Machine Learning concepts¶
The primary goal of most of the machine learning algorithm is to construct a model. In this lesson we will discuses about important concepts covered to better understand how to use these tools from one of the field's best practitioners and teachers.
What is learning?¶
There are several definitions of learning. One of the simplest definitions is “The activity or process of gaining knowledge or skill by studying, practicing, being taught, or experiencing something”. Similar to various definitions available of learning, there are various categories of learning methods.
As a human, we learn a lot of things during our entire life. Some of them are on based the based of that assumption our experience and some of them are based on memorization. On the basis of that we can divide learning methods into five parts:
- Rote Learning (memorization): Memorizing things without knowing the concept/ logic behind them
- Passive Learning (instructions): Learning from a teacher/expert.
- Analogy (experience): Learning new things from our past experience.
- Inductive Learning (experience): On the basis of past experience formulating a generalized concept.
- Deductive Learning: Deriving new facts from past facts.
What is concept learning?¶
In terms of machine learning, the concept learning can be formulated as “Problem of searching through a predefined space of potential hypotheses for the hypothesis that best fits the training examples”-Tom Michell.
For example, to identify different vehicles among all the vehicles based on some specific set of features defined over a large set of features. This special set of features differentiates the subset of cars in the set of vehicles.

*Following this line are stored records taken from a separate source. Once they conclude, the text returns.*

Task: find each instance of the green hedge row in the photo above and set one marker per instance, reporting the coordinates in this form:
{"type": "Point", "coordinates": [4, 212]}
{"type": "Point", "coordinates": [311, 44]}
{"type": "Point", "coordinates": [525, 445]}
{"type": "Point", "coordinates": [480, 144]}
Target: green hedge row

This set of features that differentiate cars, can be called a concept.
Instance, features and Labels¶
Let's explore fundamental machine learning terminology.
Target: The target is whatever the output of the input variables. It could be the individual classes that the input variables maybe mapped to in case of a classification problem or the output value range in a regression problem. If the training set is considered then the target is the training output values that will be considered.
Feature: Features are individual independent variables that act as the input in your system. Prediction models use features to make predictions. More simply, you can consider one column of your data set to be one feature. Sometimes these are also called attributes. And the number of features are called dimensions.
Labels: Labels are the final output. You can also consider the output classes to be the labels. The label could be the future price of wheat, the kind of animal shown in a picture, the meaning of an audio clip, or just about anything.
Instance: An example is a particular instance of data, x.
A large part of machine learning consists of go through data, process them to a shape / form that makes sense, and pass that into the model to train. So let's review the main components of a
- the index labels (these are the bold numbers from 0 to 9 on the left hand side of the table)
- the column names (these are the bold names on the top of the table)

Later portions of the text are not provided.